Robert Thompson
- Born: Robert Thompson 11 January 1869 Muckamore, Ireland
- Died: 5 February 1952 (aged 83) County Antrim, Northern Ireland
- School: King William's College, Isle of Man Cheltenham College
- University: Pembroke College, Cambridge

Rugby union career

Senior career
- Years: Team / Apps / (Points)
- Cambridge University R.U.F.C.

International career
- Years: Team / Apps / (Points)
- 1891: British Isles XV / 3 / (0)
- Allegiance: United Kingdom
- Branch: British Army
- Rank: Captain
- Unit: Royal Irish Regiment
- Conflicts: World War I

= Robert Thompson (rugby, born 1869) =

GB Lions international rugby union player (1869–1952)
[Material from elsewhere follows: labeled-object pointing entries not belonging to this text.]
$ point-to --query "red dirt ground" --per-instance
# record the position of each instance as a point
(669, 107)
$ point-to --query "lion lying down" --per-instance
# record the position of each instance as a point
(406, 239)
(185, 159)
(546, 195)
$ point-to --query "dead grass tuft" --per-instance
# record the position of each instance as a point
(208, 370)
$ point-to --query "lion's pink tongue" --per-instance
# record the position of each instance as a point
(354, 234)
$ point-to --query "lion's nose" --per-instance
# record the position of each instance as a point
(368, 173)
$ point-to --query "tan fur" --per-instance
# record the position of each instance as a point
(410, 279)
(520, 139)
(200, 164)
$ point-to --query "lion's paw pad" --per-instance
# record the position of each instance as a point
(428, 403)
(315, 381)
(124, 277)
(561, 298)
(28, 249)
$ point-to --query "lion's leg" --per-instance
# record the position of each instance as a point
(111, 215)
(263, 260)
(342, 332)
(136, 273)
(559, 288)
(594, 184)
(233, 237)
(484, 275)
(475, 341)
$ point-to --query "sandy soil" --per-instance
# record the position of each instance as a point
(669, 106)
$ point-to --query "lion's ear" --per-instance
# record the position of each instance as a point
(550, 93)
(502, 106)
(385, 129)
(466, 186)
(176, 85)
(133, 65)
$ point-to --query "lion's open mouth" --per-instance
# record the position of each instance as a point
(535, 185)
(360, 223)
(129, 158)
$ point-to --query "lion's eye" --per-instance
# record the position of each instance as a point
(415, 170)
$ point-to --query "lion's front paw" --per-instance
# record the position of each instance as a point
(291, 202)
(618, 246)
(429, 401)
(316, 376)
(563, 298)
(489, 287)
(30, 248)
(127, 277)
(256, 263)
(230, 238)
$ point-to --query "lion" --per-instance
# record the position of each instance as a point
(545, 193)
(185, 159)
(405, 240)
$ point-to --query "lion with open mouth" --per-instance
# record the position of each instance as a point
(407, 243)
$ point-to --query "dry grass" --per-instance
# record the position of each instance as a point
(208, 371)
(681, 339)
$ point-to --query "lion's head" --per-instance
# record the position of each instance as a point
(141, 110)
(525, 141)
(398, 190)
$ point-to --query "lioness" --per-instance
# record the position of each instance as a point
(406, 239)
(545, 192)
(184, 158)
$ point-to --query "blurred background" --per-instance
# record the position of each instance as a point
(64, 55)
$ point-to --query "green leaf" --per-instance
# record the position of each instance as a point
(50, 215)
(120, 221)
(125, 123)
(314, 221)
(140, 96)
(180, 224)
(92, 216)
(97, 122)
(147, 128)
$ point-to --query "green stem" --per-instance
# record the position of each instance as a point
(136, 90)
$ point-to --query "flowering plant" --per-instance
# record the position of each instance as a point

Robert Thompson (11 January 1869 – 5 February 1952) was an Irish rugby union forward who was a member of the British Isles XV that toured South Africa in 1891. Thompson fought for the British Army during the World War as a captain in the Royal Irish Regiment

==Personal history==
Thompson was born at Muckamore Abbey, Muckamore in County Antrim, to Samuel Thompson, who was originally from Cheltenham. Thompson was educated King William's College on the Isle of Man and, later, at Cheltenham College; he was later accepted into Pembroke College, Cambridge in 1888. Thompson gained his Bachelor of Arts in 1891. He married Margaretta Louise Trench on 24 January 1911. During the First World War he became a captain in the 11th Royal Irish Regiment and was Mentioned in Despatches. Thompson became a Justice of the Peace in County Antrim, and died in 1952.

==Rugby career==
Thompson came to note as a rugby player when he represented Cambridge University, gaining a sporting 'Blue' in The Varsity Match of 1890. After completing his university education he was invited to join the British Isles team on its tour of South Africa. Thompson was a constant member of the British Isles team, missing just a single game of the tour. He played in 16 of the 17 regional teams scoring seven tries in these encounters, his best result being two tries in the victory over Eastern Province on 28 July. Thompson played in all three Tests against the South African team, all of which the British team won.